Reestablishment of the olivocerebellar projection map by compensatory transcommissural reinnervation following unilateral transection of the inferior cerebellar peduncle in the newborn rat.

It is unclear whether reparative processes in the injured mammalian brain are able to restore the topographic organisation of neuronal connections. To address this question, we have investigated the plasticity of the olivocerebellar system. This pathway has a precise topographic arrangement, in which subsets of inferior olivary neurons project to parasagittally oriented Purkinje cell compartments. Following unilateral transection of the inferior cerebellar peduncle in newborn rats, axons from the contralateral projection cross the cerebellar midline and reinnervate the deafferented hemicerebellum. By this experimental approach, we first analysed the behaviour of calcitonin gene-related peptide (CGRP)-immunoreactive climbing fibres. This marker is transiently expressed by a subset of developing inferior olivary axons, which terminate in the cerebellar cortex into several parasagittal strips. We show that transcommissural axons reestablish the original pattern of climbing fibre bands within a few days after lesion. Then, in adult animals injured at birth, we assessed whether the newly formed climbing fibre bands align with zebrin II+/- Purkinje cell compartments, as in normal conditions.

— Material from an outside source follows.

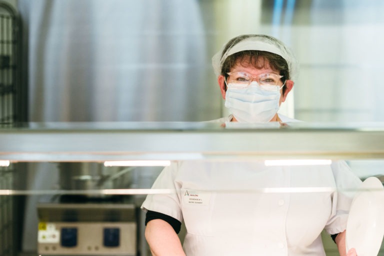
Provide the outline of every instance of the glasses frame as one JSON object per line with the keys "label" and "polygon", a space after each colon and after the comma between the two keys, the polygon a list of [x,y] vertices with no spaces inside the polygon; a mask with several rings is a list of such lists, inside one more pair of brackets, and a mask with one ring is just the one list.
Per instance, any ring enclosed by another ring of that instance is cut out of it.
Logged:
{"label": "glasses frame", "polygon": [[[278,86],[280,88],[282,88],[282,86],[284,86],[284,85],[286,84],[286,80],[284,80],[284,82],[282,81],[282,85],[281,86],[279,86],[278,84],[260,84],[260,76],[266,75],[266,74],[273,74],[274,76],[276,76],[278,77],[278,79],[280,81],[281,81],[280,80],[281,80],[282,78],[284,78],[284,76],[281,76],[280,74],[276,74],[274,73],[263,73],[263,74],[257,74],[257,75],[255,76],[255,75],[251,74],[249,74],[249,73],[248,73],[247,72],[242,72],[242,71],[235,71],[235,72],[227,72],[226,74],[228,74],[228,77],[227,78],[227,79],[229,78],[230,76],[232,74],[233,74],[234,73],[244,73],[244,74],[248,74],[248,75],[249,75],[250,78],[252,78],[252,79],[250,79],[250,80],[249,82],[248,82],[248,84],[247,84],[246,87],[248,86],[250,86],[250,84],[252,82],[252,81],[253,81],[254,80],[255,78],[257,78],[257,80],[256,80],[256,82],[258,82],[258,84],[259,84],[259,86],[274,85],[274,86]],[[226,79],[226,80],[227,80],[227,79]],[[246,83],[246,82],[242,82],[242,82],[238,82],[238,84],[245,84]]]}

The newly formed projection is organised in parasagittally oriented strips which mirror the distribution of their counterparts on the intact side and are precisely aligned to the heterogeneous Purkinje cell compartments. In addition, the patchy distribution of olivo-nuclear fibres suggests that specific reinnervation is also achieved in the deep nuclei. Thus, transcommissural olivocerebellar reinnervation is not random, but it is regulated by selective interactions between distinct subsets of olivocerebellar axons and target neurons aimed at reestablishing the correct projection map.